I woke up at 3:30 this morning....have been up ever since. My cat, Lizzie, didn't come in last night, and I started worrying that maybe, just maybe, she pulled one of her tricks and climbed in the car with my hubby and youngest as they were packing to go on a canoe trip. My mind started working, you know, and I pictured her riding out to the Brazos...the guys are clueless, of course....and she escapes into the wilderness to become coyote breakfast when they open the back to unpack...never to be seen again.
Well...she was just outside all night, and as I was throwing the ball for Gracie, she came toodling around the corner.
I grabbed some coffee and started thinking about what God might want me to say about women next....and although there are so many OT women to discuss, I think I'm going to talk about Deborah and Jael. This is a story that I had never heard as I was growing up...my little children's Bible, for some reason, with all of its condensed stories, didn't have this tale in it. I wonder why. It has most of the other stories in it....all illustrated nicely with blonde white people. ;-)
Then, as I was praying, this thought popped into my mind....someone out there is going to think, as I write these essays, that I hate men.
Nothing could be further than the truth. I am surrounded by men. My hubby (my biggest supporter) is one! :-) My sons are fine young men. I have several surrogate sons, one who will make me a "Nana" in a couple of months. Interestingly, most of my friends are men. When I was ministering to a congregation, it was mostly men who ministered to ME, and supported me as an elder. Mostly, though, I now have an array of strong, Spirit-led men AND women who are awesome in their gifts, and who are good and dear brothers and sisters.

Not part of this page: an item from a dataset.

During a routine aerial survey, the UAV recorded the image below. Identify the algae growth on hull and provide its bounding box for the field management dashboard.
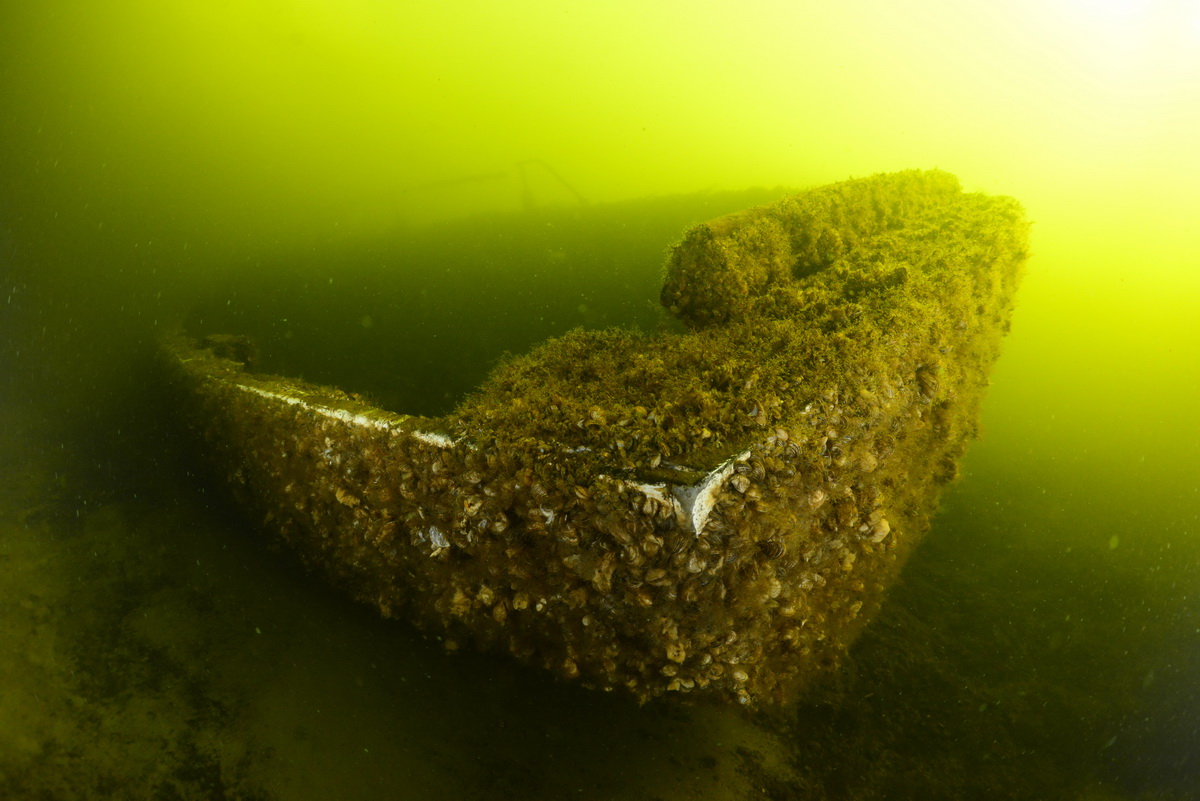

SO, in Deborah and Jael, which I think is really a very weird story, I'll look at how we can choose to do as the Lord leads us....or not. I was thinking about my own situation...not any where near what these gals dealt with. But, in my life, I deal with my health issues, and the issues of my brother, my step-mom, my mother-in-law. I did some soul-searching a while back, and realized that I not only wanted to add substitute teaching to my work life to add cash flow....I also wanted to get the heck out of the house and away from dealing with some of these things for a few hours. When I admitted this to my friend Connie, she said, "Well...yeah! Of course you want to do that! When you work at home, you're still at everyone's beck and call...they have no boundaries, and think you're not doing anything. When you're at school...no one can contact you except in an emergency." She was right. It was supposed to be pretty much 7-8 hours of not dealing with my own reality.....
supposed to be.
You see...you can't, if you're really listening, get away from what HE wants you to do. The only substitute jobs I've gotten are the ones as a Special Services Aide. So, ironically, I spend my non-art job days (my supposed 'escape days' ) around special needs kids....physically, emotionally, behaviorally, or mentally challenged kids. And I really like it. It wears me out, but I really like it.
So, I'll talk about Deborah and Jael next.... two women who did what they were supposed to do, as God called them, just as men in the Bible did; without concern about what others might say or think of them. And that's what it's all about.